Majorelle (2016-2019)

1009words, 5min read

Last entry in my series of blogs featuring earlier art projects of mine. Earlier post within this trip down memory lane include:

And today it is time to revisit my first art project ever: Majorelle.

My visit to Le Jardin Majorelle in 2016 started a three year journey through botanical photographs, drawings and paintings, patterns and fabrics, scarves and jewellery, cushions and stationery, and eventually bringing it all together in my Majorelle Universe at the Eindhoven Maker Faire in September 2019.

Le Jardin Majorelle

Last summer I analysed my earlier art projects and their significance within my personal and professional journey. This is what I wrote about Majorelle:

If you want to make a difference in the art world, you make sure you have an artist statement. At least, that’s what I read in the booklet “Navigating the Art World,” published by the prestigious Delphian Gallery in 2020, which has been awarded five stars by artists worldwide. In 2020, I really wanted to make a difference with my art, so I wrote an artist statement. The most important questions you answer in that statement are: What do you make and why? What I made was pretty clear from the start: abstract botanical drawings, collages, and paintings. And when I finally wanted to change that, my art teacher was very resolute: “If there’s ANYTHING clear in your art practice, then you accept it with gratitude; there’s already enough unclear.” Clear. Abstract botanical work, then. But why?

Why, why, why. I think I’ve had twenty different artist statements in five years, with just as many different whys. And just as many convictions about why I couldn’t find my why. Was it because I was self-taught and missed a very important memo? Was it perhaps that I didn’t have a 1/3 Human Design profile (like all visual artists who create even remotely interesting work), but a 4/6? Was it my lack of engagement with a world that, after more than thirty years, was starting to tire me out? Just like the art world itself, incidentally, which led me to recalcitrantly post “My artist statement is that I don’t have an artist statement” on my website for a while?

Paintings

Now, five years later and in the midst of my “connecting the dots” period (thank God, finally in my 6-line!), my new artist statement from May 2025 made me want to revisit that question of why and not just settle for the first inspiration. In search of my why, I felt compelled to return to my very first series of paintings, the five Majorelles. Why did I want to paint them? What was it that had so captivated me there in that Majorelle garden that I wouldn’t let it go? What made me want to keep working on it and recreate it so I could continue to surround myself with it? What was it I didn’t know from my own life up until then, and why did I have to travel to Africa to discover it? The answer turned out to be: safety.

Patterns and fabrics

I still remember how I described it when I got home and couldn’t stop talking about Morocco, and especially about the Majorelle garden: “Relaxing yet energetic. Calming yet full of inspiration.” My mother told me to stop raving about Africa: “Stop it, you’re always talking about it!” Only now do I understand why she couldn’t stand it. A week in another culture, on another continent, among people whose language I didn’t speak, had given me something essential that she hadn’t been able to offer me for thirty years: a safe and regulated nervous system.

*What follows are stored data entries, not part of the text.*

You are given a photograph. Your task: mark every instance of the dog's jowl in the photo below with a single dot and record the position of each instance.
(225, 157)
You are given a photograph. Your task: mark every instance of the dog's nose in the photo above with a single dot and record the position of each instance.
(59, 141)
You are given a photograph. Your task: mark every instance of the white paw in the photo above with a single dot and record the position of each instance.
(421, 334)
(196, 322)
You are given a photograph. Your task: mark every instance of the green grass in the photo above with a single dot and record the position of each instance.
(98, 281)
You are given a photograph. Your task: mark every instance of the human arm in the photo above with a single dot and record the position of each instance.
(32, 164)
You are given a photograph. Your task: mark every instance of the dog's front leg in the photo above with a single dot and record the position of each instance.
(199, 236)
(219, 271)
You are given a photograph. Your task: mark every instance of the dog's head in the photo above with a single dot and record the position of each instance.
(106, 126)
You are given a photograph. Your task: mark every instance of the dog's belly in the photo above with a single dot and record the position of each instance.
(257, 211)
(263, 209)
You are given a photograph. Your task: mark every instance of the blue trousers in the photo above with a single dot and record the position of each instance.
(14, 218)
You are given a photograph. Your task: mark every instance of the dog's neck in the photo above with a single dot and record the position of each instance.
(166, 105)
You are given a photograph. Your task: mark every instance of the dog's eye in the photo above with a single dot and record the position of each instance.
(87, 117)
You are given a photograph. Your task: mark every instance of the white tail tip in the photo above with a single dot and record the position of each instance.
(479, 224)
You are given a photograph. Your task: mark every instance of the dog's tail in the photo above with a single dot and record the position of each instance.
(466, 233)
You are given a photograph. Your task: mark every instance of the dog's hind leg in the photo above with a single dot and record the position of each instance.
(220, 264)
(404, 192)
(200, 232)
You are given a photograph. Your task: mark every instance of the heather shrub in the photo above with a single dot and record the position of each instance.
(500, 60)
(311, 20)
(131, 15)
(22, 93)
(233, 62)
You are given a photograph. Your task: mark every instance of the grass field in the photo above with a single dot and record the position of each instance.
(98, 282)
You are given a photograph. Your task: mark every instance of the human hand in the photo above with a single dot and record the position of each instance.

Although I couldn’t put it into words at the time, my body felt that it was something special, something not to be taken for granted, something to return to, something to keep finding. My fastest way back then turned out to be to transform the colours and botanical shapes that Africa had given me into paintings. To transform those paintings into fabric patterns and print them on everything I could find, thus surrounding myself with my own Majorelle Universe. Modelled by Yayoi Kusama with her polka-dot universe, I created a colourful world of my own in which I could immerse myself and unwind, observing myself without any danger. [Note: being yourself or articulating normal human needs within a narcissistic family system ALWAYS leads to degradation and ridicule—for a child that can be experienced as life-threatening, because if your parents reject you, who will look after you?]

Silk scarves and glass jewels

I kept going until I could decorate an entire booth in Majorelle style, as I did at the Eindhoven Maker Faire in 2019. Fabrics were transformed by the meter into curtains, dresses, pants and tops, silk scarves, canvas cushion covers, greeting cards, postcards, and, in collaboration with other creative entrepreneurs, rugs and jewelry.

Cushions and stationery

Why, why, why. Safety, safety, safety. Even before my brain understood what had been lacking in my life all those years, my body sensed it perfectly. Because the beautiful thing is: all healing (and growth) begins with safety. If you don’t feel safe, you can’t change behavior, discover patterns, or look at yourself without judgment. So I kept talking about that visit to Africa, and now I understand why. My life changed there in more ways than one. I already understood things there in 2016 that I can only put into words and put into perspective now, almost ten years later. Back then, I wrote: Africa gives me back my body. That was truer than I could ever have imagined.

Majorelle Universe

Hope you enjoyed this series of blogs featuring earlier series of works. Next year I will add a blog about my art project Jungle Dreams (finished in 2025) and one featuring my newest body of work Botaniska, which I’m still working on as we speak.